Oftel is reporting that the UK has exceeded the 2 million Broadband users mark. The last one million users have been added in just seven months, and the market is growing at 35,000 connections a week.
Of course this headline figure all depends on your definition of Broadband, Oftel are currently including NTL's 150kbps service in the figures although in a recent review of broadband speeds, the regulator is wanting to redefine broadband as 'always-on' with downstream speeds in excess of 256kbps. NTL has around 380,000 users on its 150kbps service, which makes a large dent in the figures.
Interestingly NTL appears to be trying to fight its corner to be allowed to call its 150kbps (formerly 128kbps) service 'Broadband'. The ASA recently ruled that NTL's definition is likely to mislead (The Register). Interestingly enough, NTL has decided to attack the decision by the ASA which seems to be based on a quick poll of six computer magazine editors who say they consider broadband to mean a service with speeds of 500kbps or above.
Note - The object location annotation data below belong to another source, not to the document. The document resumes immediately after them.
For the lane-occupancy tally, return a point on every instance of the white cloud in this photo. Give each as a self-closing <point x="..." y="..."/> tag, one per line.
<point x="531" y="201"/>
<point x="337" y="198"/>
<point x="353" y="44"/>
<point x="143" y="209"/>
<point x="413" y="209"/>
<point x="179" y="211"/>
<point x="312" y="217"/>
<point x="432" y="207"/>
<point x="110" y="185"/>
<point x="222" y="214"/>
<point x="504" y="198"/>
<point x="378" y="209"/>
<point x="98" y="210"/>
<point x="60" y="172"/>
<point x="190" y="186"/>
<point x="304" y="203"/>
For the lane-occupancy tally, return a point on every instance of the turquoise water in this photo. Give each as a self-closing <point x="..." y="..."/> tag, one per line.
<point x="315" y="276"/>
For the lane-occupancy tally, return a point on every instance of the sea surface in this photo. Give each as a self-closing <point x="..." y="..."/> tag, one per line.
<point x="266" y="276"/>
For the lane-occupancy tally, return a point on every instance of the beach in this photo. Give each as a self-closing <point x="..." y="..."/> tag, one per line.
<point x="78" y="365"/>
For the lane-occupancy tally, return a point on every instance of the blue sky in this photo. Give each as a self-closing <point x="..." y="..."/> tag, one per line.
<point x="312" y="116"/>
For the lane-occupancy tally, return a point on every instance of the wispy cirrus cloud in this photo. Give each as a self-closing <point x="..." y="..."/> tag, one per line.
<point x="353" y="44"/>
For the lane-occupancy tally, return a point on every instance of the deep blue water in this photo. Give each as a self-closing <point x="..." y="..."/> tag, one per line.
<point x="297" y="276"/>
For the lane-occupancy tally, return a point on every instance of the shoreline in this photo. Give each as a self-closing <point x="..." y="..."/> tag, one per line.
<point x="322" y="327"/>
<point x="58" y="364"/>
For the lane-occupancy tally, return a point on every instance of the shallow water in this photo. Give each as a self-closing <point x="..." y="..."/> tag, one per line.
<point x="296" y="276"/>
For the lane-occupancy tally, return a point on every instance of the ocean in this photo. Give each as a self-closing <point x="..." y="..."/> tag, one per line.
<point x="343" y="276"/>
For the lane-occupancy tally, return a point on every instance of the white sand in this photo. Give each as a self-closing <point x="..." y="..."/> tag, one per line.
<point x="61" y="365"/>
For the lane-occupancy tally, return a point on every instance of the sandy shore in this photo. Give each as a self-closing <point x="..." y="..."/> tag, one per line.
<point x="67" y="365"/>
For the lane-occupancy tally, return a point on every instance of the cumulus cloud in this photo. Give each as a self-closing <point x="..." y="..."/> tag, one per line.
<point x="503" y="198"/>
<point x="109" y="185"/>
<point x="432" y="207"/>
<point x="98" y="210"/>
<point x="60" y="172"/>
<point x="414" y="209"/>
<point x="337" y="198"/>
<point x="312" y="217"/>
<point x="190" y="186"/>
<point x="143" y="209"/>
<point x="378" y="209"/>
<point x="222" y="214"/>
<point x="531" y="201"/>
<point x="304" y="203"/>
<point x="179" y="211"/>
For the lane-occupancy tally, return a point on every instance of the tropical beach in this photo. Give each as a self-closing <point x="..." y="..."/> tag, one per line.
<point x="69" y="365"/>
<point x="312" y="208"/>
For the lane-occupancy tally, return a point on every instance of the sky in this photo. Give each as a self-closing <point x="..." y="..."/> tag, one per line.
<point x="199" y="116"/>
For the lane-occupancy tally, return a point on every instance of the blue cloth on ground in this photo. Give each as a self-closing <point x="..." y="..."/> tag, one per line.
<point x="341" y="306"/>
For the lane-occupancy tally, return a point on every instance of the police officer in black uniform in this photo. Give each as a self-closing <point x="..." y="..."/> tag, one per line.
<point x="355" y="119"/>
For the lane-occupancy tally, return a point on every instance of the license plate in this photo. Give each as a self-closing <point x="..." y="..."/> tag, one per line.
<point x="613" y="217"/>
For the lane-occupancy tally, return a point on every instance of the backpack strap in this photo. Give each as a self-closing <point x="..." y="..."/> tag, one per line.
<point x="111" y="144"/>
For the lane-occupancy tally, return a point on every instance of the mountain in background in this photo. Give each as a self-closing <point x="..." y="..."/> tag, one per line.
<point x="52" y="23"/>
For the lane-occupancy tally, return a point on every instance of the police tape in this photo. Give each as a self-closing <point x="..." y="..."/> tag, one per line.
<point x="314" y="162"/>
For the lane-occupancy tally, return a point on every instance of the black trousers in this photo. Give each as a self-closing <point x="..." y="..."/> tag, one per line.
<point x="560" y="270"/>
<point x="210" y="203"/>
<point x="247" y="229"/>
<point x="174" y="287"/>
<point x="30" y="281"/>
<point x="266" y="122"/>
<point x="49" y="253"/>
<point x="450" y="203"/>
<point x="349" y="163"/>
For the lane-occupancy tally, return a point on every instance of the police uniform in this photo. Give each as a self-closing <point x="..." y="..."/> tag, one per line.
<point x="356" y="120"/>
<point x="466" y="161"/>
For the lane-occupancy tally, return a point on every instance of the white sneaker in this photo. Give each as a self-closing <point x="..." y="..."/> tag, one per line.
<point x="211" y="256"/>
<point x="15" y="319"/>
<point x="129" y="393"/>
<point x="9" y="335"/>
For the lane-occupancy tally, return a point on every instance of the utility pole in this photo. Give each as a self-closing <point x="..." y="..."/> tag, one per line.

Certainly that would be a speed that we see as being what most people consider as Broadband in the UK, though many still contend the real definition should be a much higher speed.
If NTL gets its way and is allowed to sell the 150kbps as Broadband, then this will make a mockery of the UK. At a time when Telewest and ADSL ISPs are starting to push 1Mbps and 2Mbps connections into homes, NTL are still trying to hang in at the lower end. Perhaps NTL's bosses should be made to use some Broadband streaming sites and see really what a difference 150kbps connection makes when you try to view streaming videos. Sites such as Real.com have music videos that now run at 450kbps.